Payanam is a village in kanyakumari district, Tamil Nadu next to Unnamalaikadai. Total population is around 2k(~2000). 
Major religions are Hinduism and Christianity. Payanam tops as a largest agricultural village of unnamalaikadai town panchayat, by contributing 35% of its total food need.
 
Payanam village is situated 2 km from Marthandam and part of unnamalaikadai town panchayat. The entire payanam is blessed by Nature with a river, ponds and mountains (hills).
The brick industries, rubber groves, coconut plantations and paddy fields play main role in the economy of the village.

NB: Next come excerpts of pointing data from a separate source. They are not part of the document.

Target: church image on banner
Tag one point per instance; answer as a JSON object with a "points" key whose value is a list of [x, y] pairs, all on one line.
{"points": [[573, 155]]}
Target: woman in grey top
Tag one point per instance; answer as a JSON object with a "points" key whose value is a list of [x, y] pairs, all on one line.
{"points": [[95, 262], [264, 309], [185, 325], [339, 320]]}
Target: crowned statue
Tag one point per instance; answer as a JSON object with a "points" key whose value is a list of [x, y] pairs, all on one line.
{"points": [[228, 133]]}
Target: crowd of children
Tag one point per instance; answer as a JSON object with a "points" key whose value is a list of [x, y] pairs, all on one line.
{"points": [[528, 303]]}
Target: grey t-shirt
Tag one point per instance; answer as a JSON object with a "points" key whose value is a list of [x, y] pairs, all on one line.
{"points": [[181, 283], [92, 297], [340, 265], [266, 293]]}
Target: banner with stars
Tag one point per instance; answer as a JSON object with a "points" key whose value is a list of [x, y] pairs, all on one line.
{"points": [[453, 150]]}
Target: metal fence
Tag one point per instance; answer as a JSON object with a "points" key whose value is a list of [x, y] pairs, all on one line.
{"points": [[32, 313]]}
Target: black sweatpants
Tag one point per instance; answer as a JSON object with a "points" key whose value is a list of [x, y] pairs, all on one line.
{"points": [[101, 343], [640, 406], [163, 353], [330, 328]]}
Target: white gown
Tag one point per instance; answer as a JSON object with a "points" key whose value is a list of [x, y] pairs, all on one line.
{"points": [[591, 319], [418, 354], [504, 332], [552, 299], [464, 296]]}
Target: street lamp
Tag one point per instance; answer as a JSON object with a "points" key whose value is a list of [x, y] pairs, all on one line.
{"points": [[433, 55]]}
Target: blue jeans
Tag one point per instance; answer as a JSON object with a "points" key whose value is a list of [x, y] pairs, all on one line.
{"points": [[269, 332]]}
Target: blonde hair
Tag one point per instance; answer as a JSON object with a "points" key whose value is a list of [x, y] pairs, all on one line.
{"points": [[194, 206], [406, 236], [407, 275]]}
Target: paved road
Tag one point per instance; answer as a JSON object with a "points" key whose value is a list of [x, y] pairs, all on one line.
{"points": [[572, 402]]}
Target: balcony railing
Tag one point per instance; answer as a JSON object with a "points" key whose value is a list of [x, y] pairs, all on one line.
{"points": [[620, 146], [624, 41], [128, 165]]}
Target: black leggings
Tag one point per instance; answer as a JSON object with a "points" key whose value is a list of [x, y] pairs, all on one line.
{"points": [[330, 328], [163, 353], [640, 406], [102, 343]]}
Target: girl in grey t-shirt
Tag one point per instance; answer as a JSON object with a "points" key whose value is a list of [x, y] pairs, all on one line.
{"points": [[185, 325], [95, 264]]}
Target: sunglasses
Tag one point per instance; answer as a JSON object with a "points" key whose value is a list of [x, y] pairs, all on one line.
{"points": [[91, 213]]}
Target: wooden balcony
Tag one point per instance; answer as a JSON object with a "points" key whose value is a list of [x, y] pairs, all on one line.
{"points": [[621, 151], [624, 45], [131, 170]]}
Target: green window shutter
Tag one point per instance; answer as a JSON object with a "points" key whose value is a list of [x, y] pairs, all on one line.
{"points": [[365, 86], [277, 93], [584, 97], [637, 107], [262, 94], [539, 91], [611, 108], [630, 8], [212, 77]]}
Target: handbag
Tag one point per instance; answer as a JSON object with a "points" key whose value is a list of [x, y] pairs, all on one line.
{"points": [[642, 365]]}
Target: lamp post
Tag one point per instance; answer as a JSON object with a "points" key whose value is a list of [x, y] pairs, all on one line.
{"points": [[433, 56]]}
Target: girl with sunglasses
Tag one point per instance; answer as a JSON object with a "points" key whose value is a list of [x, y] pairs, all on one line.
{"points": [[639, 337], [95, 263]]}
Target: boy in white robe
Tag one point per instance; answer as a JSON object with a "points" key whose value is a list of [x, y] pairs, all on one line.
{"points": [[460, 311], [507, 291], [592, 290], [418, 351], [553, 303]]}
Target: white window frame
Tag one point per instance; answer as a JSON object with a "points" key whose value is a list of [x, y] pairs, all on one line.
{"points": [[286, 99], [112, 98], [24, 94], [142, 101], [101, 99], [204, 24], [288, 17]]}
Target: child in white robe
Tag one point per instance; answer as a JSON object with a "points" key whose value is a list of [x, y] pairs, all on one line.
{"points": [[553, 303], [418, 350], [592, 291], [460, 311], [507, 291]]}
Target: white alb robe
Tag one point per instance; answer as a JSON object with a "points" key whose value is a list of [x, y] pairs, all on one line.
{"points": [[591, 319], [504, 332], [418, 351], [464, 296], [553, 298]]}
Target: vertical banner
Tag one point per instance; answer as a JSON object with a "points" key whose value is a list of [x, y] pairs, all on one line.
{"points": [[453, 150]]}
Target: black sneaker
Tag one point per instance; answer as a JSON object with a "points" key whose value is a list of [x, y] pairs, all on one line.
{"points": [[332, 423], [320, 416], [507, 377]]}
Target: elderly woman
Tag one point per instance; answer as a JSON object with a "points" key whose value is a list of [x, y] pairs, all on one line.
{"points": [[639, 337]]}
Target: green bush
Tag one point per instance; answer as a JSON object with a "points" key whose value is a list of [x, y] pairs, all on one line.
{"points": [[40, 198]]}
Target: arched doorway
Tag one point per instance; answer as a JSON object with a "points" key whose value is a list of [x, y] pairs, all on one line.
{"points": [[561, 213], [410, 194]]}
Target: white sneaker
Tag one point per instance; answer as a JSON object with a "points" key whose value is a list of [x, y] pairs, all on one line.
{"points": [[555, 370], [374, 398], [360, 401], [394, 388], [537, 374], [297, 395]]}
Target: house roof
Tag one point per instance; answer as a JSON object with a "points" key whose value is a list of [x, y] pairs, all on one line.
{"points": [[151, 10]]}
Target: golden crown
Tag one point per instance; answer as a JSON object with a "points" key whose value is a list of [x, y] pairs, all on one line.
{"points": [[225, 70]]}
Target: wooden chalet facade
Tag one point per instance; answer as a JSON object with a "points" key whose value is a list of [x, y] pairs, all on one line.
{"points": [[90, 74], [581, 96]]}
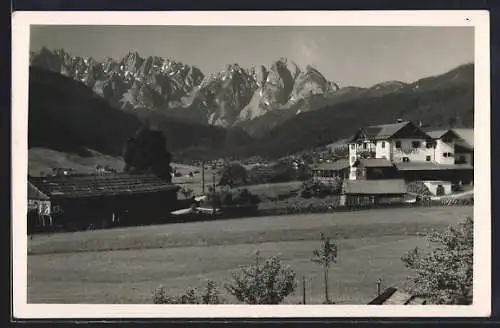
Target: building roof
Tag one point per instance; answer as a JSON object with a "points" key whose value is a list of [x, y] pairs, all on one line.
{"points": [[440, 133], [387, 131], [35, 194], [436, 134], [374, 162], [463, 147], [430, 166], [100, 186], [466, 136], [375, 187], [341, 164]]}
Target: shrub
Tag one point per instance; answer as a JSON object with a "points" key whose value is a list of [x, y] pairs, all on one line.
{"points": [[190, 296], [269, 283], [316, 188], [226, 198], [444, 276], [233, 174]]}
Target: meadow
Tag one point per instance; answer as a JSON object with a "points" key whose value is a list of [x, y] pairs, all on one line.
{"points": [[125, 265]]}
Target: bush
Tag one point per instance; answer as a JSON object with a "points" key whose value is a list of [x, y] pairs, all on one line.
{"points": [[269, 283], [315, 188], [232, 175], [444, 276], [226, 198], [190, 296]]}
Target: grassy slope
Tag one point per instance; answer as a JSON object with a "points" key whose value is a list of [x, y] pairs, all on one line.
{"points": [[42, 160], [183, 255]]}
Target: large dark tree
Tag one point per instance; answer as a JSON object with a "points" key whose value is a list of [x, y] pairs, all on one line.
{"points": [[146, 152]]}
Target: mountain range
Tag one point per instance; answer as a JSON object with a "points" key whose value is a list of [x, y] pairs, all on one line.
{"points": [[271, 111]]}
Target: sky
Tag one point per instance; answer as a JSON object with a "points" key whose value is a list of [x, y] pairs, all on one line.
{"points": [[349, 56]]}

A river links remote villages with Payanam with the help of boat service. The boat service provides a cheap and economical mode of transport to remote villages like Thikkurichy, Vallakadavu, Nellikkai villai, ootichai, a popular Thikukurichy Shivan temple and a catholic church.

Payanam is also called temple village, meaning in which there is a temple for every family built to pray their family gods.

The Sree Chenbagavalli Amman Temple and Sree Chenbaga primary school are situated at the junction itself. Follow Shenbagavalli Amman temple payanam link to know cultural heritage of enchanting Chenbagavalli Amman temple.
Chenbagavalli auditorium is another feature of Payanam village, built to reduce the heavy marriage expenses suffered by Payanam people.
Back to marthandam down below 500 yards off from Payanam junction, there exist a Christian holy shrine, a holy gathering place for 25% Christians in Payanam village.